Cristo and Dylan ducked just in time. The woman, now screaming, slammed into a wire rack full of old bouncy balls. The balls went flying and the woman skidded away, the chain now let go from the raver’s grasp and trailing behind her like a dog’s leash.
Dylan grabbed the flashlight and shone it at us.
“Get that out of our fucking eyes. We can’t see that way!” Nero roared, just as Dylan screamed at us to run. I looked up towards Dylan as he lowered the beam, and saw the raver charge towards him.
The raver grabbed Dylan, just as Cristo ran towards us, his eyes wide. He grabbed my jacket and Nero’s too, and yelled at us something that my roaring ears couldn’t hear.
We began to run towards the entrance to the rest of the mall, and behind me I heard a horrible scream. It was a scream I would never, ever forget.
And that scream drove me to make a mistake that would haunt my dreams for the rest of my life.
I looked behind me.
The giant raver had Dylan in his arms. Dylan who’d been our sengil since the day we were brought to our childhood home. The raver had one hand on his head, and one on his leg, and… and he was smiling. A horrible smile that had his teeth glowing white and his eyes brilliant lanterns.
Then Dylan looked at me, directly at me, and we made eye contact. I saw a fear in those eyes that I couldn’t put into words, an unrestricted terror that knew no bounds but was concentrated to just that horror-filled gaze.
Then the raver’s teeth clenched, his face became strained and Dylan screamed.
The raver then
began pulling Dylan’s head from his body.
He screamed one last time, a scream that embedded itself permanently into my long term memory. I then saw, for a brief moment, a red line appear on Dylan’s neck, before his skin split, spilling blood and meat; his spine then came out of his back with a series of snaps and cracks as his ribs broke off.
Someone was pulling my arm, but I couldn’t move. I watched the raver bring the shredded mess of flesh and bones that was Dylan’s head to his mouth, and he began to chew on the dangling meat.
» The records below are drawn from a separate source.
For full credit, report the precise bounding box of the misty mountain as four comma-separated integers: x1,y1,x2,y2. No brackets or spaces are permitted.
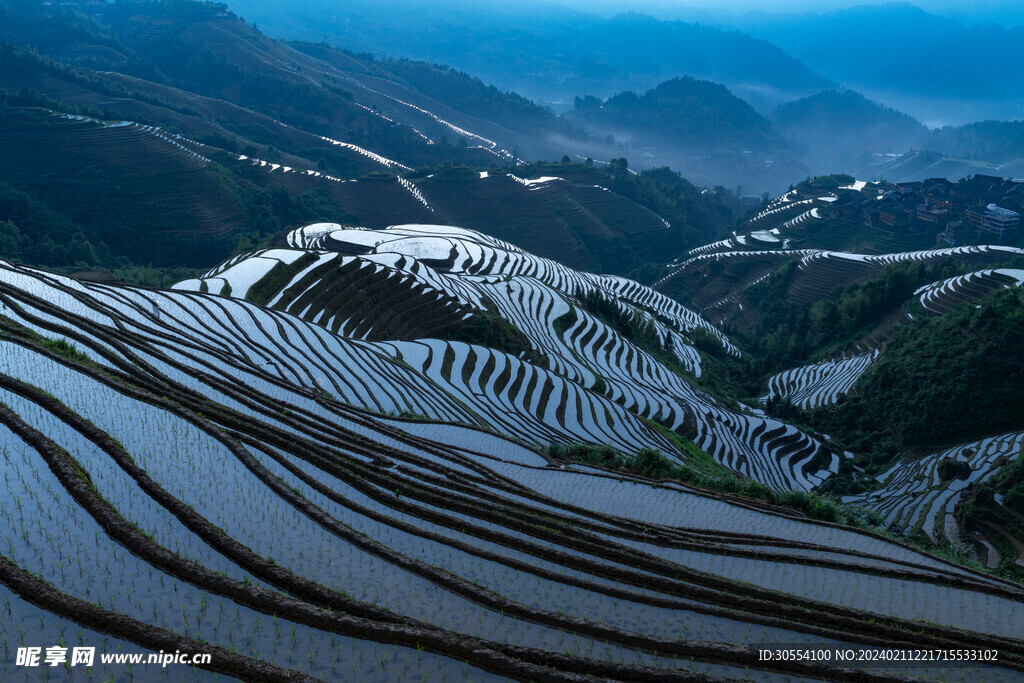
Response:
731,2,1024,123
772,90,928,171
925,121,1024,164
224,0,829,103
574,77,775,151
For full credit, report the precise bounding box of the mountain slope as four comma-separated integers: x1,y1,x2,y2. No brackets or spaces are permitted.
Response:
0,246,1024,680
222,0,827,102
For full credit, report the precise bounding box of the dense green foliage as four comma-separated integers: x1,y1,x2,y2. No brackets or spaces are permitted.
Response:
246,253,317,306
736,260,963,386
808,288,1024,467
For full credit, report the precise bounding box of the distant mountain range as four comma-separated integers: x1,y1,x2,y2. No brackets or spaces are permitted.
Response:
731,2,1024,126
222,0,829,106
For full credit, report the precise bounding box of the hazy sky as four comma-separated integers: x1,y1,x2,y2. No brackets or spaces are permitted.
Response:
554,0,1024,28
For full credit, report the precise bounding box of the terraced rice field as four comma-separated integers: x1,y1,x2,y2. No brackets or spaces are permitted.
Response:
844,432,1024,543
184,225,836,488
0,258,1024,681
762,349,880,410
914,268,1024,314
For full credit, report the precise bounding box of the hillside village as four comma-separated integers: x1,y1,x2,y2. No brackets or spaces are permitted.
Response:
827,175,1024,247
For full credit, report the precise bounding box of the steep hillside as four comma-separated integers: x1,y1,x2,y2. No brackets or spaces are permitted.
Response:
224,0,827,102
0,242,1024,681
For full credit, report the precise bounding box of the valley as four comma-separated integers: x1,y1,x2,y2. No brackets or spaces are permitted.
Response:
0,0,1024,683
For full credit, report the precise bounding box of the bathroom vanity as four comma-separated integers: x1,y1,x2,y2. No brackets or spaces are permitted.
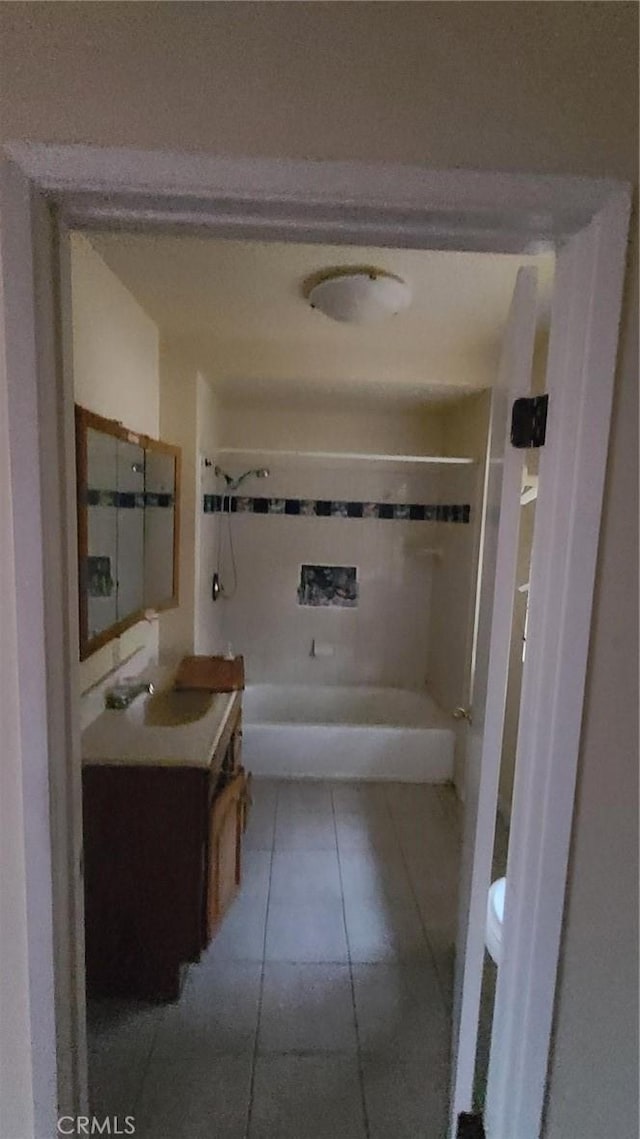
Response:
82,669,247,1000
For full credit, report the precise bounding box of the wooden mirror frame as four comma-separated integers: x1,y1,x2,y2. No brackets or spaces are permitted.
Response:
75,403,181,661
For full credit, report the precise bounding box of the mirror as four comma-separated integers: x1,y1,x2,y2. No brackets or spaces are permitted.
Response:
75,407,180,661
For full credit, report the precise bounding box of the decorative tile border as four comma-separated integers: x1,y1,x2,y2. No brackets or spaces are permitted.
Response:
297,565,358,609
204,494,471,523
87,489,173,510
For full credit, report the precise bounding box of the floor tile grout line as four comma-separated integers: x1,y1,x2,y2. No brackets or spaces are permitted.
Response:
385,790,451,1023
245,787,280,1139
330,788,371,1139
133,993,168,1128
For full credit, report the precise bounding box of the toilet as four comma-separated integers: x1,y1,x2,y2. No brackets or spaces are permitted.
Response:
484,878,507,965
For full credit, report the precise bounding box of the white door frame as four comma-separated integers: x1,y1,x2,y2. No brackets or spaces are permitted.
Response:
0,142,630,1139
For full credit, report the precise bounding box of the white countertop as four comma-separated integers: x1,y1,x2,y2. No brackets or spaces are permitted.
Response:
81,678,240,768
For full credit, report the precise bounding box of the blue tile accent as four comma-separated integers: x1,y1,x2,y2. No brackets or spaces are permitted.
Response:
201,491,471,523
331,502,348,518
87,486,173,511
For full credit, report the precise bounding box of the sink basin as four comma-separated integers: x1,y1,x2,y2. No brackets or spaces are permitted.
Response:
142,688,214,728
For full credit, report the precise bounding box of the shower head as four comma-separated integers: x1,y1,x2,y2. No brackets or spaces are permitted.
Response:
214,466,269,491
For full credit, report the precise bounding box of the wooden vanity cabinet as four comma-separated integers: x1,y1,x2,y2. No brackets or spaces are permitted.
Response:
82,700,246,1000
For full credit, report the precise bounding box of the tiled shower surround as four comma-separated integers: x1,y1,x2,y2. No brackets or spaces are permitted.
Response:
203,494,471,523
198,456,476,689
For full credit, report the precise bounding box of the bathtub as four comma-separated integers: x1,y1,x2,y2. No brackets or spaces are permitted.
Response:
243,685,453,782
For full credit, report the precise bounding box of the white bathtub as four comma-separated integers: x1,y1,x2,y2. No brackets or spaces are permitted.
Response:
243,685,453,782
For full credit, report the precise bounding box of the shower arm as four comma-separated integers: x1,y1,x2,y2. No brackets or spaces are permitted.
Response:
213,466,269,494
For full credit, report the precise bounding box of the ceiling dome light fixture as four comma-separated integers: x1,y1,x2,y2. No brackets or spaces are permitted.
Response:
304,265,411,325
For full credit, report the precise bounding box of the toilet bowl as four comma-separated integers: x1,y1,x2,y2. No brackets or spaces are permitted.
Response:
484,878,507,965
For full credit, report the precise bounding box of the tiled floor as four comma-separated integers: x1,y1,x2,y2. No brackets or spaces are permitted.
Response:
89,780,460,1139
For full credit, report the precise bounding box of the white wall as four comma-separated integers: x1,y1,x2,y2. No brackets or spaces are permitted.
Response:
220,401,442,454
216,457,448,688
159,339,199,664
71,233,159,727
194,375,222,654
0,2,638,1139
428,392,490,797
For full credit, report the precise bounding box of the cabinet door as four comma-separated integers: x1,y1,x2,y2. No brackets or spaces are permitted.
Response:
207,773,245,940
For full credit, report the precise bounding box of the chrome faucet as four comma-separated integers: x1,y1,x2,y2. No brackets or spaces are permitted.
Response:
105,680,154,710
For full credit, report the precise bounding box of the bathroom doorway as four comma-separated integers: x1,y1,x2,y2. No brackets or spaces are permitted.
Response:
1,146,628,1139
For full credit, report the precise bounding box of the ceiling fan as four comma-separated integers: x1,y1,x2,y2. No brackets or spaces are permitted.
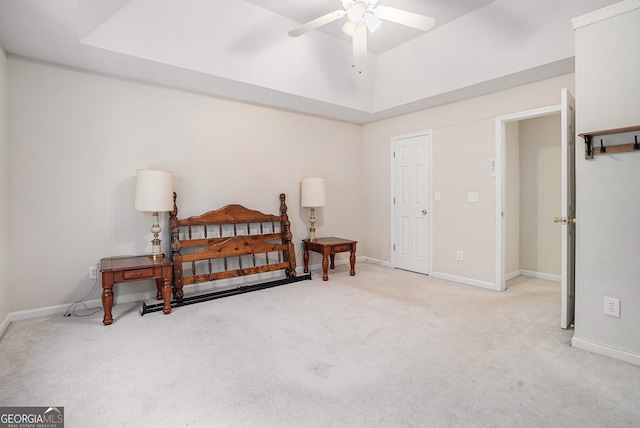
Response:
289,0,436,72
All while doing this, those eyes stared at me.
I then was picked up, and was soon being carried through the shopping mall, the beast raver feasting upon the flesh of my caretaker.
He was dead. Dylan was dead.
And we were going to die too. We were going to die in here, and Master Silas would never know what happened to us. I’d never see Ellis or Garrett again. I may even see him eat Nero and Cristo.
No… no. I was a chimera. I was a genetically engineered human, built to survive.
I wasn’t built to be carried. I wasn’t built to be taken care of.
I was a chimera.
And I needed to act like it.
“Let me down,” I cried to Cristo.
Cristo, out of breath, put me on the ground. He had the flashlight in his hand, shining on the maze-like mall in front of us like a spotlight looking for fugitives. There were open stores everywhere, dark and crumbling on the inside, but all of these stores seemed too open to be safe.
“There has to be an exit to outside somewhere,” I said hastily to Nero. He looked over his shoulder and nodded. “We’ll go down that hall–” Nero’s eyes widened and I looked to see what he was staring at… just as I felt the ground rumble underneath my feet.
I didn’t want to, every part of my mind told me not to turn around, but I did.
Directly behind us, and gaining on us quickly, was the beast raver. In one hand was Dylan’s head, and in the other, the rest of his brutalized body which dangled around like a doll’s.
Almost the rest of his body. The raver had the lower part of Dylan’s arm hanging out of his mouth. He was looking at us with his squinty eyes glaring, and his teeth, long because of his missing lips, clenched tight.